2 days ago
- Entertainment
- The Guardian
Pickled Republic review – a curious cabaret of jarring vegetables
We can agree that a cabaret involving pickled vegetables is conceptually funny. The stars of a variety night do not normally count gherkins, onions and carrots among their number, not even lower down the bill. We might also share an interest in what creator and performer Ruxandra Cantir has to say about the obsession with pickling in her native Moldova.
But what next? That Cantir chooses to remain tight-lipped about the culinary habits of her home country is no big deal, nor even the little this show says about the theme of life, death and preservation. That she has so few ideas about what to do with her pickled vegetables having introduced them, surely is.
They look striking. Designed by Fergus Dunnet in Shona Reppe's production, part of the Made in Scotland showcase, they are bold and imaginatively conceived. To play an onion, she yanks a white knitted jumper over her head and reveals a tuft of stringy hair. Her potato is a dirty amorphous lump, its chits growing over the course of the show. The gherkin is huge, tall, erect, very green – and likes dancing.
The tomatoes are just tomatoes and with each punchline of a corny joke they get pulped into ketchup.

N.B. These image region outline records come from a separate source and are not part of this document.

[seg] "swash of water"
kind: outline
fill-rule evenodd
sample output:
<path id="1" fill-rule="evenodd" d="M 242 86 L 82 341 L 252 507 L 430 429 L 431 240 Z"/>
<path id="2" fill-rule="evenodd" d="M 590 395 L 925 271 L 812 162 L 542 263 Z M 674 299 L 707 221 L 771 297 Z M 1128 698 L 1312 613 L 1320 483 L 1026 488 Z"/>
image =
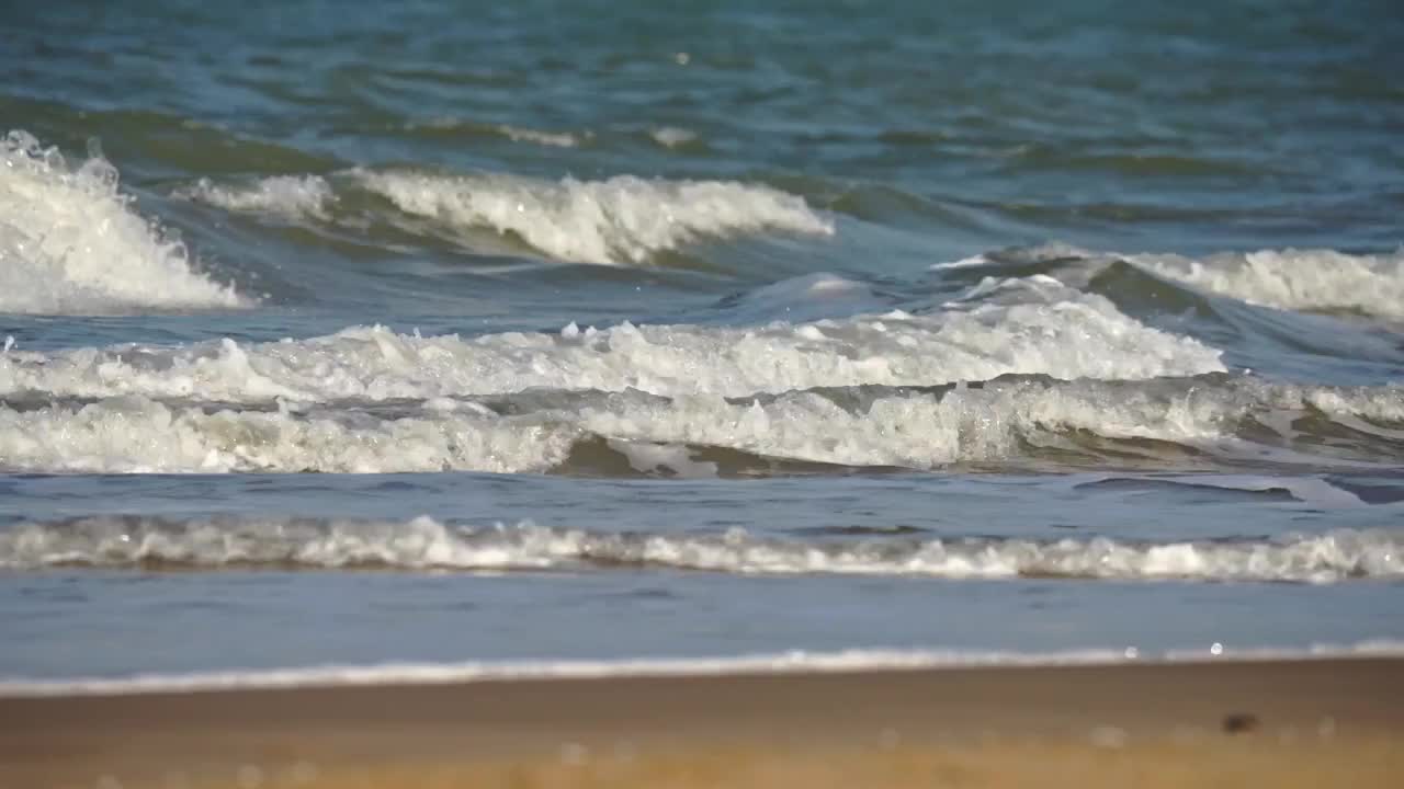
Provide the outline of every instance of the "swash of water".
<path id="1" fill-rule="evenodd" d="M 4 687 L 1404 639 L 1404 13 L 754 6 L 0 8 Z"/>

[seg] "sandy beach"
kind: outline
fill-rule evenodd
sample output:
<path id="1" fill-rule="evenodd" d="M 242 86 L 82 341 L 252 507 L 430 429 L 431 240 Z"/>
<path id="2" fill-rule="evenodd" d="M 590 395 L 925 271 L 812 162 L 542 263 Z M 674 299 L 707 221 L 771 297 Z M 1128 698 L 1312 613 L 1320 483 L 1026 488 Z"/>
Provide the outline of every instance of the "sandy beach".
<path id="1" fill-rule="evenodd" d="M 0 699 L 0 786 L 1386 786 L 1404 661 Z"/>

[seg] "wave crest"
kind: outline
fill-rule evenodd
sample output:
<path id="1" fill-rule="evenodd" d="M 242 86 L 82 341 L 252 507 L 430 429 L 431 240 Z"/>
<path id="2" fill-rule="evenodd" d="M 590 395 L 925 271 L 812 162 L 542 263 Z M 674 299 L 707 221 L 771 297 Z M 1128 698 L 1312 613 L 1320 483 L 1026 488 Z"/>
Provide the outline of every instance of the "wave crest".
<path id="1" fill-rule="evenodd" d="M 541 254 L 601 265 L 636 265 L 703 237 L 761 232 L 831 236 L 834 223 L 803 198 L 730 181 L 661 181 L 616 175 L 557 183 L 413 171 L 362 171 L 361 183 L 400 211 L 449 230 L 510 233 Z"/>
<path id="2" fill-rule="evenodd" d="M 25 132 L 0 140 L 0 312 L 114 314 L 249 306 L 195 271 L 98 154 L 70 167 Z"/>
<path id="3" fill-rule="evenodd" d="M 86 518 L 0 532 L 0 567 L 55 564 L 538 570 L 650 566 L 733 574 L 924 576 L 1334 583 L 1404 577 L 1404 538 L 1337 529 L 1279 539 L 1129 542 L 1109 538 L 869 538 L 799 541 L 409 522 Z"/>

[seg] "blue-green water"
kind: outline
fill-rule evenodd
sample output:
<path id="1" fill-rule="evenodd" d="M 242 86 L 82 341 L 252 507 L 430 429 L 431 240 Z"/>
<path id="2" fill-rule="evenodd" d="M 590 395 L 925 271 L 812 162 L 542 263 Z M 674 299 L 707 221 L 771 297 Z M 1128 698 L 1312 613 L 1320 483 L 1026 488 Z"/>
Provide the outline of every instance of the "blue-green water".
<path id="1" fill-rule="evenodd" d="M 1390 3 L 11 4 L 0 67 L 3 677 L 1404 637 Z"/>

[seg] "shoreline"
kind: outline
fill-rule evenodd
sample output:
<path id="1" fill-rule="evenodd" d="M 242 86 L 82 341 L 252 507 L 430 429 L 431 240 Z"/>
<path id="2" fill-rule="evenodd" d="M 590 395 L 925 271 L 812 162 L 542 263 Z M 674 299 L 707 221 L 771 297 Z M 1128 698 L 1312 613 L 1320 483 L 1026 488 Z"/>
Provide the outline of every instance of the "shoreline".
<path id="1" fill-rule="evenodd" d="M 0 786 L 932 785 L 941 765 L 981 786 L 1054 762 L 1088 786 L 1383 786 L 1404 769 L 1404 657 L 0 698 Z"/>

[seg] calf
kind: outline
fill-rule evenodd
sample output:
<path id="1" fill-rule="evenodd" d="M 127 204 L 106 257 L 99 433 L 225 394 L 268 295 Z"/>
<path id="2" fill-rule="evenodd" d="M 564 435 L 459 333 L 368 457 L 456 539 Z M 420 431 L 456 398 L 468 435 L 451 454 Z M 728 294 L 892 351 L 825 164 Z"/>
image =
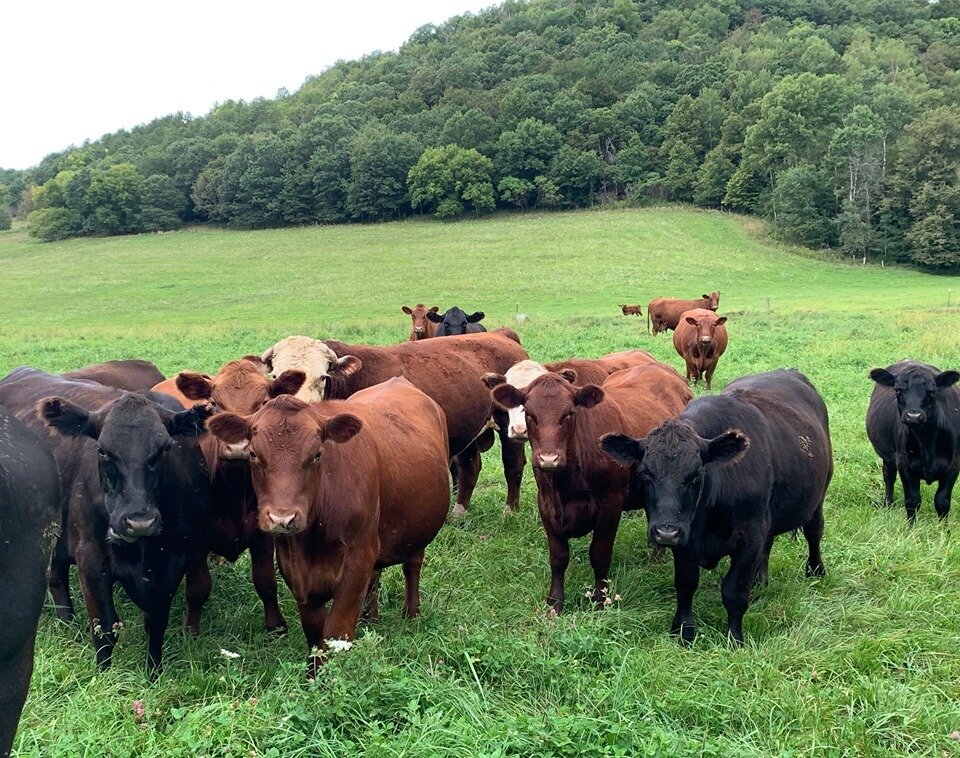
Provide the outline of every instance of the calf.
<path id="1" fill-rule="evenodd" d="M 301 371 L 285 371 L 277 379 L 269 379 L 264 372 L 259 358 L 246 356 L 230 361 L 214 376 L 181 372 L 154 389 L 173 395 L 184 407 L 210 401 L 225 411 L 250 414 L 270 398 L 296 392 L 304 380 Z M 264 624 L 267 631 L 284 632 L 287 623 L 277 603 L 273 538 L 257 528 L 257 499 L 246 446 L 228 445 L 204 434 L 200 449 L 210 476 L 210 517 L 203 530 L 206 549 L 194 554 L 197 560 L 191 561 L 186 570 L 184 626 L 194 634 L 200 631 L 200 614 L 212 587 L 206 554 L 214 553 L 233 563 L 249 549 L 250 573 L 263 603 Z"/>
<path id="2" fill-rule="evenodd" d="M 27 698 L 47 567 L 59 532 L 53 457 L 0 407 L 0 756 L 10 755 Z"/>
<path id="3" fill-rule="evenodd" d="M 410 342 L 416 340 L 425 340 L 437 336 L 437 325 L 427 318 L 428 313 L 436 313 L 440 310 L 438 306 L 427 308 L 423 303 L 417 303 L 413 308 L 404 305 L 400 308 L 413 320 L 413 328 L 410 330 Z"/>
<path id="4" fill-rule="evenodd" d="M 194 437 L 212 413 L 35 369 L 0 382 L 10 408 L 51 450 L 66 528 L 50 569 L 63 621 L 73 618 L 69 565 L 80 572 L 97 663 L 110 665 L 120 627 L 113 585 L 144 612 L 147 666 L 160 667 L 173 595 L 202 551 L 209 485 Z M 189 602 L 189 598 L 188 598 Z"/>
<path id="5" fill-rule="evenodd" d="M 867 408 L 867 436 L 883 461 L 884 499 L 893 505 L 900 473 L 910 523 L 920 508 L 920 480 L 938 482 L 933 506 L 944 519 L 960 473 L 960 380 L 957 371 L 940 371 L 915 361 L 875 368 Z"/>
<path id="6" fill-rule="evenodd" d="M 428 313 L 427 318 L 437 325 L 437 337 L 452 337 L 457 334 L 476 334 L 487 331 L 479 323 L 484 317 L 483 311 L 471 313 L 469 316 L 454 306 L 442 316 L 439 313 Z"/>
<path id="7" fill-rule="evenodd" d="M 450 502 L 446 420 L 436 403 L 395 378 L 346 401 L 284 396 L 208 425 L 227 444 L 249 445 L 260 528 L 276 539 L 307 646 L 318 649 L 311 675 L 326 641 L 353 639 L 384 567 L 403 565 L 404 615 L 418 615 L 424 549 Z"/>
<path id="8" fill-rule="evenodd" d="M 501 384 L 492 395 L 503 409 L 522 405 L 526 413 L 537 507 L 550 553 L 547 603 L 557 613 L 563 610 L 570 539 L 593 532 L 593 599 L 602 605 L 613 542 L 628 504 L 629 472 L 602 454 L 598 440 L 627 427 L 645 434 L 683 410 L 690 390 L 673 369 L 649 365 L 617 372 L 602 387 L 575 387 L 551 372 L 523 389 Z"/>
<path id="9" fill-rule="evenodd" d="M 653 325 L 653 333 L 665 332 L 667 329 L 676 329 L 680 323 L 680 317 L 686 311 L 694 308 L 706 308 L 708 311 L 715 311 L 720 307 L 720 292 L 711 292 L 709 295 L 701 295 L 696 300 L 676 300 L 670 297 L 658 297 L 651 300 L 647 306 L 647 329 Z"/>
<path id="10" fill-rule="evenodd" d="M 803 529 L 807 575 L 822 576 L 823 501 L 833 474 L 827 407 L 799 371 L 731 382 L 691 402 L 642 439 L 611 434 L 603 449 L 636 466 L 650 542 L 673 550 L 677 612 L 671 631 L 695 636 L 700 568 L 730 556 L 723 579 L 727 631 L 743 642 L 750 588 L 765 582 L 778 534 Z"/>
<path id="11" fill-rule="evenodd" d="M 713 383 L 720 356 L 727 349 L 726 316 L 717 316 L 706 308 L 687 311 L 673 332 L 673 347 L 687 366 L 687 381 L 704 379 L 707 389 Z"/>

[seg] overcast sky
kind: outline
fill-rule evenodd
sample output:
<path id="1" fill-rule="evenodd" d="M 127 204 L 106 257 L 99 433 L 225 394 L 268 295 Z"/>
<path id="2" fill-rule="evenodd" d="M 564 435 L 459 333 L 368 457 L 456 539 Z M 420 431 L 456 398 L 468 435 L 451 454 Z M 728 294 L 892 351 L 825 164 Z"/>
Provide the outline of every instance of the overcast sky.
<path id="1" fill-rule="evenodd" d="M 497 0 L 48 0 L 0 6 L 0 167 L 176 111 L 274 97 Z"/>

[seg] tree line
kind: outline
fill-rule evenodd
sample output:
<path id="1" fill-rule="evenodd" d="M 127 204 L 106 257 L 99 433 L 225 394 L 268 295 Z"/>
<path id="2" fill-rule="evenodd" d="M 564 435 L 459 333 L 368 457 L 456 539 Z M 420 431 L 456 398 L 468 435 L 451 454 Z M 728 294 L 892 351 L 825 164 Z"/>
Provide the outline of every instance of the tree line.
<path id="1" fill-rule="evenodd" d="M 507 0 L 0 172 L 0 206 L 55 240 L 671 200 L 956 270 L 958 167 L 960 0 Z"/>

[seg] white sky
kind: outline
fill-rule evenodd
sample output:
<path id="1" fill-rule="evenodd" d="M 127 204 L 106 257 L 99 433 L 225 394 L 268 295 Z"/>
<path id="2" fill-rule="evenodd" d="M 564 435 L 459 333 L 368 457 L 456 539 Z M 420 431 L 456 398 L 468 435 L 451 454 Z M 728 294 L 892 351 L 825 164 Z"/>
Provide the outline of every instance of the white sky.
<path id="1" fill-rule="evenodd" d="M 176 111 L 272 98 L 497 0 L 0 3 L 0 167 Z"/>

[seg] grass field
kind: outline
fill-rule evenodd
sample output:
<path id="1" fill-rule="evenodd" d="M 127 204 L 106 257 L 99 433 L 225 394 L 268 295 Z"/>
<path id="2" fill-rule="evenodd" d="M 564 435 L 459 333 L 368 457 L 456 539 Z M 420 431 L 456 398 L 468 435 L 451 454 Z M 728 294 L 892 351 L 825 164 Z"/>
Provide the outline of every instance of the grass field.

So far so striking, but with the exception of some lipsyncing to a witty song by John Kielty and an apocalyptic speech by a baby carrot, she has nowhere to take her creations. She uses clown and mime techniques to illustrate being trapped in a pickle jar, timidly suffering unrequited love or anxiously waiting to be picked for consumption, but too few ideas to justify the length of each scene.
Rather, the show is reliant on the enthusiasm of an admittedly willing audience to slip into cabaret mode and cheer on each new vegetable as though it were a work of genius. Without their whoops and hollers, it would seem a very thin piece of work.